How can we escape comparisonitis?

So how can you escape comparisonitis? To start, it’s important to remember that you don’t know the truth behind someone else’s social media feed. Do you recall the curse of Hello magazine? When celebrities would often split after doing a happy couple photo shoot?

Sometimes people project a happy image because they are compensating for a less happy reality. You don’t really know how someone else feels, or whether the body, home or lifestyle they share is even really theirs. 

Everything that you see on social media is deliberately curated, even the ‘honest’ and raw posts. It’s considered and filtered, sometimes literally – filters have become highly sophisticated today and are easily accessible. Don’t take anything you see or hear on social media at face value.

Curate your feed to cure comparisonitis

The easiest way to cure comparisonitis is to consciously choose not to consume content that distracts you and risks you feeling bad. Unfollow any accounts that make you feel inadequate or envious, and only follow those who make you feel at peace with your life. If necessary, come off social media altogether.
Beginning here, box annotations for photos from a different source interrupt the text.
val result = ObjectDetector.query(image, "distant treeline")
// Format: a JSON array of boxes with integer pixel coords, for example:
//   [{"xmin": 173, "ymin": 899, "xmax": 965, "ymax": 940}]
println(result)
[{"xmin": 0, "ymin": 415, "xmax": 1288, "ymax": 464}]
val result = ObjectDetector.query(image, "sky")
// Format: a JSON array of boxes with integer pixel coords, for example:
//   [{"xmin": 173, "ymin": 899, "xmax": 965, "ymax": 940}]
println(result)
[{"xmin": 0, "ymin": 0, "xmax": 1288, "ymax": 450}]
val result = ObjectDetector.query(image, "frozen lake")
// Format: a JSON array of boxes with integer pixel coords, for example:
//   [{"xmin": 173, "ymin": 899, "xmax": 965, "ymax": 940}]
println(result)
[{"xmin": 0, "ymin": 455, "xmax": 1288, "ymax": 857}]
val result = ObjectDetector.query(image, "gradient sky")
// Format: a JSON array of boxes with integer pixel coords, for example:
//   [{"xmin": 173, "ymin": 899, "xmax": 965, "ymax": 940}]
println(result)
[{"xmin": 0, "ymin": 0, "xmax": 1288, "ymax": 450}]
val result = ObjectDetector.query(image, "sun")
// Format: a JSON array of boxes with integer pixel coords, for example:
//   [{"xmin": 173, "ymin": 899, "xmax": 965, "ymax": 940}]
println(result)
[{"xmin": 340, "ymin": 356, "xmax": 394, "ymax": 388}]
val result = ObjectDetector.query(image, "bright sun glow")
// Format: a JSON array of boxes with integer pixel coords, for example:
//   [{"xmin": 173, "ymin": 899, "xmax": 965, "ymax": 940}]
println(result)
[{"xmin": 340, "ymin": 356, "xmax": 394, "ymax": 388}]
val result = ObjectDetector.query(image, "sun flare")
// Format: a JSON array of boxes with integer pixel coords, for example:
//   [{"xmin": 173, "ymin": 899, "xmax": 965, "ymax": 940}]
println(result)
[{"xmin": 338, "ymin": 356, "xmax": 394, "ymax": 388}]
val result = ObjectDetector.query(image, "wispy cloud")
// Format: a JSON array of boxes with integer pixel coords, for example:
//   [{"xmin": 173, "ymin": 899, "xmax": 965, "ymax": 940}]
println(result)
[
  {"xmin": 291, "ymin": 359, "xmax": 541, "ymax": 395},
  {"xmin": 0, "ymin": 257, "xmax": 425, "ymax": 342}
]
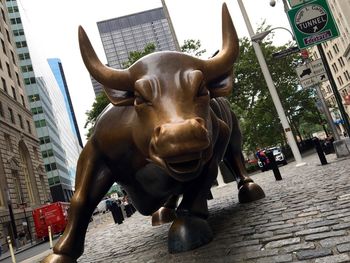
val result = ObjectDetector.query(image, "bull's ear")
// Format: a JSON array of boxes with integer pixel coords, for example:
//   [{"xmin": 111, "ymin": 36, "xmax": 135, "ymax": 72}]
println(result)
[
  {"xmin": 103, "ymin": 86, "xmax": 135, "ymax": 106},
  {"xmin": 207, "ymin": 71, "xmax": 233, "ymax": 98}
]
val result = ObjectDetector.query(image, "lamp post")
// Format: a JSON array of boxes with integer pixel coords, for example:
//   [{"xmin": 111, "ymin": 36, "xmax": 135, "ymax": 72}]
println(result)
[{"xmin": 237, "ymin": 0, "xmax": 305, "ymax": 166}]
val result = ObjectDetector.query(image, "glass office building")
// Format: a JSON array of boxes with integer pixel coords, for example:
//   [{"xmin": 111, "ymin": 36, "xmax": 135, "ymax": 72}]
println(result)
[
  {"xmin": 6, "ymin": 0, "xmax": 81, "ymax": 201},
  {"xmin": 92, "ymin": 3, "xmax": 180, "ymax": 95}
]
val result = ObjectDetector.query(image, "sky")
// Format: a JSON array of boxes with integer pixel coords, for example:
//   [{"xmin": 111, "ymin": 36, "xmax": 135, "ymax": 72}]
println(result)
[{"xmin": 17, "ymin": 0, "xmax": 291, "ymax": 143}]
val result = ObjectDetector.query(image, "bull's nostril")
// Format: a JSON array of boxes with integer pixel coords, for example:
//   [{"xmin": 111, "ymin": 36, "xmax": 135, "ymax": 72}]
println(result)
[
  {"xmin": 194, "ymin": 117, "xmax": 205, "ymax": 127},
  {"xmin": 154, "ymin": 126, "xmax": 162, "ymax": 138}
]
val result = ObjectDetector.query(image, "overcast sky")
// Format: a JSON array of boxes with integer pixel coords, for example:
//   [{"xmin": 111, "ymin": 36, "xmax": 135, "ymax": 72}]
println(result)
[{"xmin": 17, "ymin": 0, "xmax": 291, "ymax": 142}]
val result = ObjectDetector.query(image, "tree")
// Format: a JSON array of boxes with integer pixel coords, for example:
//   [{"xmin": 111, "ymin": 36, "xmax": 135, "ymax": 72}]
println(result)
[
  {"xmin": 84, "ymin": 43, "xmax": 156, "ymax": 139},
  {"xmin": 229, "ymin": 24, "xmax": 326, "ymax": 155},
  {"xmin": 181, "ymin": 39, "xmax": 206, "ymax": 57}
]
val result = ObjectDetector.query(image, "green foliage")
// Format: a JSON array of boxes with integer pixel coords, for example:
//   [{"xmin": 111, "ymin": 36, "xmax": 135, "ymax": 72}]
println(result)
[
  {"xmin": 123, "ymin": 43, "xmax": 156, "ymax": 68},
  {"xmin": 181, "ymin": 39, "xmax": 206, "ymax": 57},
  {"xmin": 229, "ymin": 28, "xmax": 326, "ymax": 157},
  {"xmin": 84, "ymin": 43, "xmax": 156, "ymax": 138}
]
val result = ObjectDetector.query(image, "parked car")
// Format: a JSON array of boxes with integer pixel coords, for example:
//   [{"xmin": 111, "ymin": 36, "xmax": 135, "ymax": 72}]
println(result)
[{"xmin": 258, "ymin": 147, "xmax": 287, "ymax": 172}]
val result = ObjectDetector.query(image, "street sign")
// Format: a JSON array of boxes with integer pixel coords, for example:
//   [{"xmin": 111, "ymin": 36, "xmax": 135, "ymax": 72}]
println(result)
[
  {"xmin": 288, "ymin": 0, "xmax": 339, "ymax": 49},
  {"xmin": 272, "ymin": 47, "xmax": 300, "ymax": 58},
  {"xmin": 295, "ymin": 59, "xmax": 328, "ymax": 88}
]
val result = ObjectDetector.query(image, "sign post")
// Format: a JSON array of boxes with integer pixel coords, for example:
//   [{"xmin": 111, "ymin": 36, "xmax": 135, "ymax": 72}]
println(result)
[{"xmin": 288, "ymin": 0, "xmax": 339, "ymax": 49}]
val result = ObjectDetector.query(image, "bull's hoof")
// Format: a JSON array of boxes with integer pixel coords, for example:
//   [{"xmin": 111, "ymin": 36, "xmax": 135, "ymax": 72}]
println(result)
[
  {"xmin": 168, "ymin": 216, "xmax": 213, "ymax": 253},
  {"xmin": 238, "ymin": 182, "xmax": 265, "ymax": 203},
  {"xmin": 40, "ymin": 254, "xmax": 77, "ymax": 263},
  {"xmin": 152, "ymin": 207, "xmax": 176, "ymax": 226}
]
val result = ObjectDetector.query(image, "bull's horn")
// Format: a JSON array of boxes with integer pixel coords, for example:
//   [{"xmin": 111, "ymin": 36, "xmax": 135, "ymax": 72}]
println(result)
[
  {"xmin": 204, "ymin": 3, "xmax": 239, "ymax": 80},
  {"xmin": 79, "ymin": 26, "xmax": 132, "ymax": 90}
]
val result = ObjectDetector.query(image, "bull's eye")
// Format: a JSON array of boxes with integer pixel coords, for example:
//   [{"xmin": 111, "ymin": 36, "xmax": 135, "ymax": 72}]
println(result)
[
  {"xmin": 197, "ymin": 83, "xmax": 209, "ymax": 97},
  {"xmin": 134, "ymin": 92, "xmax": 151, "ymax": 106}
]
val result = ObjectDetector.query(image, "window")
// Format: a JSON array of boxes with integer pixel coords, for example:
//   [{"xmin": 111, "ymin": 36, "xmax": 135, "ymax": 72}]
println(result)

Curate the feed that literally feeds your brain. Follow accounts and people that make you feel good. That inspire you. That help you achieve what you want and feel great about it. And tune out anyone or anything that doesn’t.

And not just on social media – make a decision to edit out anyone or thing that makes you feel bad. Just think about how much time you spend online. Those hours are your reality. And if you fill that time with social media posts and news articles that make you feel bad, you are consciously creating an unhappy reality.

You have far more control over your life and feelings than you realise, and that control can start with what you choose to fill your mind with.

How can you manage negative feelings?

If you do feel something negative, don’t just unconsciously allow it unfettered access to your mind and body – take it out and examine it.

What is that feeling? How does it manifest for you? Can you physically feel it in your body? And if so, where and how does it feel? What’s the feeling connected to? If you feel envy for someone else, for example, why is that? What is it triggering in your own life? Often it’s not really about what someone else has, but what you lack. 

Accept too that life isn’t fair sometimes. People who don’t deserve to do so will sometimes succeed. And bad things can happen to good people. Focusing on that won’t help you. Instead make peace with things that don’t feel right, and try to move on. Focus instead on what you CAN do – something positive that makes your world a bit better. 

Find YOUR dreams and follow them

If you do find yourself envying the lives or achievements of others, take it as a sign that there may be something missing from your life.

Think about what you really envy that someone else has, and what feeling is attached to it. Is that lacking in your life? And if so, what steps can you take to address it? We’ve put together a free Love Your Life Audit that helps you assess where you can make changes. You can get your free copy here.

Make sure you have a full, rounded life and don’t be afraid to make changes to help you feel more fulfilled. Ensure to that you are setting authentic goals and following your passions.

Work out what you genuinely want to do. Who you are. What you want your legacy to be. Then make sure these are your focus, rather than external influences. Plan things every week that are aligned with your authentic self and things you enjoy. 

When you are busy living a fulfilling, authentic life you love, you won’t have the time, energy or inclination to envy the curated successes shared by strangers on social media. And you’ll be much richer for it.